Author: reschke
Date: Wed Nov 18 15:22:42 2015
New Revision: 1715010

URL: http://svn.apache.org/viewvc?rev=1715010&view=rev
Log:
OAK-3652: RDB support: extend RDB export tool for CSV export

Modified:
    
jackrabbit/oak/trunk/oak-core/src/main/java/org/apache/jackrabbit/oak/plugins/document/rdb/RDBExport.java

Modified: 
jackrabbit/oak/trunk/oak-core/src/main/java/org/apache/jackrabbit/oak/plugins/document/rdb/RDBExport.java
URL: 
http://svn.apache.org/viewvc/jackrabbit/oak/trunk/oak-core/src/main/java/org/apache/jackrabbit/oak/plugins/document/rdb/RDBExport.java?rev=1715010&r1=1715009&r2=1715010&view=diff
==============================================================================
--- 
jackrabbit/oak/trunk/oak-core/src/main/java/org/apache/jackrabbit/oak/plugins/document/rdb/RDBExport.java
 (original)
+++ 
jackrabbit/oak/trunk/oak-core/src/main/java/org/apache/jackrabbit/oak/plugins/document/rdb/RDBExport.java
 Wed Nov 18 15:22:42 2015
@@ -34,11 +34,21 @@ import java.sql.SQLException;
 import java.sql.Statement;
 import java.sql.Types;
 import java.util.ArrayList;
+import java.util.Arrays;
+import java.util.Collections;
+import java.util.HashMap;
 import java.util.HashSet;
+import java.util.List;
+import java.util.Map;
 import java.util.Set;
 
+import javax.annotation.Nonnull;
+import javax.annotation.Nullable;
+
 import org.apache.commons.io.IOUtils;
 import org.apache.jackrabbit.oak.commons.json.JsopBuilder;
+import org.apache.jackrabbit.oak.commons.json.JsopReader;
+import org.apache.jackrabbit.oak.commons.json.JsopTokenizer;
 import org.apache.jackrabbit.oak.plugins.document.Collection;
 import org.apache.jackrabbit.oak.plugins.document.Document;
 import org.apache.jackrabbit.oak.plugins.document.DocumentStoreException;
@@ -53,10 +63,15 @@ public class RDBExport {
 
     private static final Charset UTF8 = Charset.forName("UTF-8");
 
+    private enum Format {
+        JSON, JSONARRAY, CSV
+    };
+
     public static void main(String[] args) throws ClassNotFoundException, 
SQLException, IOException {
 
         String url = null, user = null, pw = null, table = "nodes", query = 
null, dumpfile = null, lobdir = null;
-        boolean asArray = false;
+        List<String> fieldList = Collections.emptyList();
+        Format format = Format.JSON;
         PrintStream out = System.out;
         Set<String> excl = new HashSet<String>();
         excl.add(Document.ID);
@@ -84,7 +99,12 @@ public class RDBExport {
                 } else if ("--lobdir".equals(param)) {
                     lobdir = args[++i];
                 } else if ("--jsonArray".equals(param)) {
-                    asArray = true;
+                    format = Format.JSONARRAY;
+                } else if ("--csv".equals(param)) {
+                    format = Format.CSV;
+                } else if ("--fields".equals(param)) {
+                    String fields = args[++i];
+                    fieldList = Arrays.asList(fields.split(","));
                 } else if ("--version".equals(param)) {
                     System.out.println(RDBExport.class.getName() + " version " 
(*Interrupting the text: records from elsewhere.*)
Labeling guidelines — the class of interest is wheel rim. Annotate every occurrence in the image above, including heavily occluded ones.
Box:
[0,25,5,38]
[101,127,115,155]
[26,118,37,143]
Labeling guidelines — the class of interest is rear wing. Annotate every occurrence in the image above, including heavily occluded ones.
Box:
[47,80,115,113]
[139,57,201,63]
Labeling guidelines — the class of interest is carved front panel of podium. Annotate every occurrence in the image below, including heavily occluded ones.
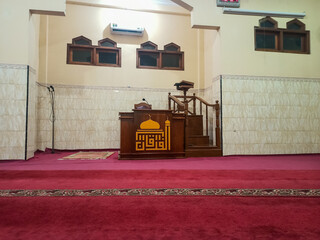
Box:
[119,109,185,159]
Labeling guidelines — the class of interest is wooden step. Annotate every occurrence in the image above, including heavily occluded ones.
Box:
[185,146,222,157]
[187,135,209,146]
[186,115,203,136]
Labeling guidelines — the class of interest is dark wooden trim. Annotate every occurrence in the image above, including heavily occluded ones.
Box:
[67,36,121,67]
[72,35,92,46]
[254,17,310,54]
[136,41,184,71]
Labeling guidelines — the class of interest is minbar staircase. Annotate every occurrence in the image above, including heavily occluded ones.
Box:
[168,91,222,157]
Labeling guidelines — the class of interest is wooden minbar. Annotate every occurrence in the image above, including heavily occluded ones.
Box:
[119,108,185,159]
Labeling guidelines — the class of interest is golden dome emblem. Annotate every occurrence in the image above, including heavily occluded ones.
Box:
[140,118,160,129]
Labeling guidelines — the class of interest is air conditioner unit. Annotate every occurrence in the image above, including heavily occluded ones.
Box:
[111,23,144,36]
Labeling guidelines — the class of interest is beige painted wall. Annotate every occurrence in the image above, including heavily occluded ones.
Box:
[0,0,29,64]
[184,0,320,78]
[0,0,65,67]
[39,4,202,88]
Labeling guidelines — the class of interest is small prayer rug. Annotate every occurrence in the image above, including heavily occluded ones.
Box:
[59,152,114,160]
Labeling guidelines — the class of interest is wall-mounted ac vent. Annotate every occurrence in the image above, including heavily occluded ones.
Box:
[111,23,144,36]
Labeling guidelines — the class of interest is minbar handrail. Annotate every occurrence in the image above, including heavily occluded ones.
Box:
[168,93,221,148]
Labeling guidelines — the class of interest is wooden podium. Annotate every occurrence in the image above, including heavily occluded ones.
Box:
[119,109,185,159]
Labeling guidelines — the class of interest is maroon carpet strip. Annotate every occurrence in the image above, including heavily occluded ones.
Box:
[0,188,320,197]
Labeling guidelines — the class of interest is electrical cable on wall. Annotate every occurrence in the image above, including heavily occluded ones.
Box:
[37,83,56,153]
[47,86,56,153]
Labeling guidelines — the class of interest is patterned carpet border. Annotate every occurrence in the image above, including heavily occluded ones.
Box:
[0,188,320,197]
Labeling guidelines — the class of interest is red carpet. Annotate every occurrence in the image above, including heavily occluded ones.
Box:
[0,170,320,189]
[0,196,320,240]
[0,152,320,240]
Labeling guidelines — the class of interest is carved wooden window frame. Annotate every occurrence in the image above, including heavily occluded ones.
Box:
[67,36,121,67]
[254,17,310,54]
[136,41,184,71]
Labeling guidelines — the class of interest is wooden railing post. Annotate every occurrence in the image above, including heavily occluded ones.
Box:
[215,101,221,148]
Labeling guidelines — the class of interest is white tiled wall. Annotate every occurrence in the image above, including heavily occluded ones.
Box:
[37,85,180,150]
[0,64,27,160]
[222,75,320,155]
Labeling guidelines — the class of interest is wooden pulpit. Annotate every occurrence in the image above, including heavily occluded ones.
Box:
[119,105,185,159]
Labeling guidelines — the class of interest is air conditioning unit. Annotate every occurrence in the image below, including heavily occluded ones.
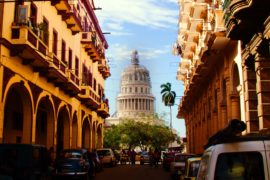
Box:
[17,5,28,25]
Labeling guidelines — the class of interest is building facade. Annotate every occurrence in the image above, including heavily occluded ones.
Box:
[107,50,159,124]
[0,0,110,156]
[176,0,270,153]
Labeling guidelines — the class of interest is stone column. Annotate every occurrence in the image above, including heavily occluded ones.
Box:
[230,92,241,119]
[255,54,270,129]
[243,66,259,132]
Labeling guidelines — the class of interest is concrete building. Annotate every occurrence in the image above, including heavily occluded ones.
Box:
[175,0,270,153]
[0,0,110,153]
[106,51,164,124]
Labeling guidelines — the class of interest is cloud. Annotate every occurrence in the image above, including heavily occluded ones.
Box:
[95,0,178,29]
[106,44,170,61]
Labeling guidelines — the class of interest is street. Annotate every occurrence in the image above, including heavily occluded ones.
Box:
[95,164,170,180]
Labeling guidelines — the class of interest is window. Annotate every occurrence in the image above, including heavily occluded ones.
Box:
[215,152,265,180]
[68,49,72,69]
[61,40,66,63]
[12,112,23,131]
[53,30,58,56]
[75,57,79,76]
[93,79,97,91]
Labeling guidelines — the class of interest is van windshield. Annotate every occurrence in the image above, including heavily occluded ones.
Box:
[215,152,265,180]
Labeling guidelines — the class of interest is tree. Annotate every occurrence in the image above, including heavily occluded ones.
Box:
[104,125,121,149]
[160,82,176,129]
[104,119,176,149]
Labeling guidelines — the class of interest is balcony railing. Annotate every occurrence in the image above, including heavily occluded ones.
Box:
[97,102,110,118]
[98,59,111,79]
[11,23,49,69]
[51,0,82,35]
[81,32,105,62]
[66,70,81,96]
[79,85,100,109]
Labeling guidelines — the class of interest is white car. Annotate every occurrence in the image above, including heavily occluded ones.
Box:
[97,148,117,166]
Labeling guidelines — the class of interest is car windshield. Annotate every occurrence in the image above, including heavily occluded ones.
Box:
[97,150,110,156]
[175,154,192,162]
[164,153,174,158]
[215,152,265,180]
[63,151,82,158]
[141,151,148,156]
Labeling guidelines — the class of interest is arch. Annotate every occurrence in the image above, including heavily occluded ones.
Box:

+ OakVersion.getVersion());
                     System.exit(0);
@@ -103,32 +123,45 @@ public class RDBExport {
             System.exit(2);
         }
 
-        if (dumpfile != null && url != null) {
+        if (format == Format.CSV && fieldList.isEmpty()) {
+            System.err.println(RDBExport.class.getName() + ": csv output 
requires specification of field list");
+            System.exit(2);
+        }
+
+        // JSON output with fieldList missing "_id"
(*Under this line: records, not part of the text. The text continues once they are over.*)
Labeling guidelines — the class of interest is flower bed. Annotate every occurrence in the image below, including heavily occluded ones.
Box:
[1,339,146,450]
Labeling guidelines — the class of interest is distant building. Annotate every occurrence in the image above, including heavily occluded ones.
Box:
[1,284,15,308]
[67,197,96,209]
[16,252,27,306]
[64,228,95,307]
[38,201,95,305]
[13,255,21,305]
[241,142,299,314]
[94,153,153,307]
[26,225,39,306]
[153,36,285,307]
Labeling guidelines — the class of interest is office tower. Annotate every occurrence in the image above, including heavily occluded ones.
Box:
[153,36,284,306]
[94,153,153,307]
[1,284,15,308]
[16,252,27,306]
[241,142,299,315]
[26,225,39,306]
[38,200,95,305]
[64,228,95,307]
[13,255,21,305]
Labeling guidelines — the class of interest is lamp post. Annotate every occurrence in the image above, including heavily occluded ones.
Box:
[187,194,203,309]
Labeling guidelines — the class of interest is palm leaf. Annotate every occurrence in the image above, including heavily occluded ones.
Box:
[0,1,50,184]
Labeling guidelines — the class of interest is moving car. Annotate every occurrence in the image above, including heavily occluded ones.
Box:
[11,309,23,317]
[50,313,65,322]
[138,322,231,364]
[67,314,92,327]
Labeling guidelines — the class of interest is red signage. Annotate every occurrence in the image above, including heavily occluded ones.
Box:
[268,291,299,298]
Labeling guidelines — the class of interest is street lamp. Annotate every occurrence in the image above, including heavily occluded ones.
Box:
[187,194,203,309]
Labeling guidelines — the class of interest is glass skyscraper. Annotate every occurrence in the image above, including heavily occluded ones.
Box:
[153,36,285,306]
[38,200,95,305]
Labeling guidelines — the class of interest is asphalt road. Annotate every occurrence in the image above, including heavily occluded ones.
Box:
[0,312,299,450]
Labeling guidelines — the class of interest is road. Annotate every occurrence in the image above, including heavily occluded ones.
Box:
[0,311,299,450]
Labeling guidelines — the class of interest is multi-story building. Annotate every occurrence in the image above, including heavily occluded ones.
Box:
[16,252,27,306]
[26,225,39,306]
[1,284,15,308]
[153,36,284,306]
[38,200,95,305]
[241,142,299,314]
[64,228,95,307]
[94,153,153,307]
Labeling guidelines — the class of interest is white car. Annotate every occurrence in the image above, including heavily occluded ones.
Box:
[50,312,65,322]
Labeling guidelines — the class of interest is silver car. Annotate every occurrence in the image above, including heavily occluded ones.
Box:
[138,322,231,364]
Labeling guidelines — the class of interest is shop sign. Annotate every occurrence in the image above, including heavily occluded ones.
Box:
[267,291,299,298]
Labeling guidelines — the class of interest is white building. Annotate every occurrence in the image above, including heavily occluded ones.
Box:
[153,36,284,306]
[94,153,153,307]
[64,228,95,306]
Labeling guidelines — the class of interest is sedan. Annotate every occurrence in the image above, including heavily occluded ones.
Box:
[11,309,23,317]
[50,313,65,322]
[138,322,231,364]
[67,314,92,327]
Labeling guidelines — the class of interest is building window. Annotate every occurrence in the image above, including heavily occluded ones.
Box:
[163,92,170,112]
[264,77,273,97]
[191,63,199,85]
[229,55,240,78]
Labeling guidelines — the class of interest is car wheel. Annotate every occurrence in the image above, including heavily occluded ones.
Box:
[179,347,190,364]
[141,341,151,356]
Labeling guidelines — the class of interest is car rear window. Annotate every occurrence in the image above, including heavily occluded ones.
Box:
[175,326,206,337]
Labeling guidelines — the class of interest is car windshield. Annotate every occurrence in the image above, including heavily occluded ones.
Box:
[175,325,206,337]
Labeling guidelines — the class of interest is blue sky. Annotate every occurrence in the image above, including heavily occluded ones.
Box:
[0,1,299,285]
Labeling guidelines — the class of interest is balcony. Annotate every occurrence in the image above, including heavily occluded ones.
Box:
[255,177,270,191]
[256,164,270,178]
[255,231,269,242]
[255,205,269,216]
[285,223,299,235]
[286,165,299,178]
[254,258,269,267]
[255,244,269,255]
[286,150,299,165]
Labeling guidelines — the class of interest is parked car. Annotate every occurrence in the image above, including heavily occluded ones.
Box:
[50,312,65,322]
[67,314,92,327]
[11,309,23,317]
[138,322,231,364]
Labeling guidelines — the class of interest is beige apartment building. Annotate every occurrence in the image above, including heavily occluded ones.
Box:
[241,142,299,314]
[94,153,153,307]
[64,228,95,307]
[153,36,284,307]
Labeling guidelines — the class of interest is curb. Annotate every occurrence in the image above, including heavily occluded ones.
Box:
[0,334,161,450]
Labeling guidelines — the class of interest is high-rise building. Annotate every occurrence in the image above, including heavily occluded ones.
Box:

+        if ((format == Format.JSON || format == Format.JSONARRAY) && 
!fieldList.isEmpty() && !fieldList.contains("_id")) {
+            fieldList = new ArrayList<String>(fieldList);
+            fieldList.add(0, "_id");
+        }
+
+        if (dumpfile == null && url == null) {
             System.err.println(RDBExport.class.getName() + ": must use either 
dump file or JDBC URL");
             printUsage();
             System.exit(2);
         } else if (dumpfile != null) {
-            dumpFile(dumpfile, lobdir, asArray, out, ser);
+            dumpFile(dumpfile, lobdir, format, out, fieldList, ser);
         } else {
-            dumpJDBC(url, user, pw, table, query, asArray, out, ser);
+            dumpJDBC(url, user, pw, table, query, format, out, fieldList, ser);
         }
 
         out.flush();
         out.close();
     }
 
-    private static void dumpFile(String filename, String lobdir, boolean 
asArray, PrintStream out, RDBDocumentSerializer ser)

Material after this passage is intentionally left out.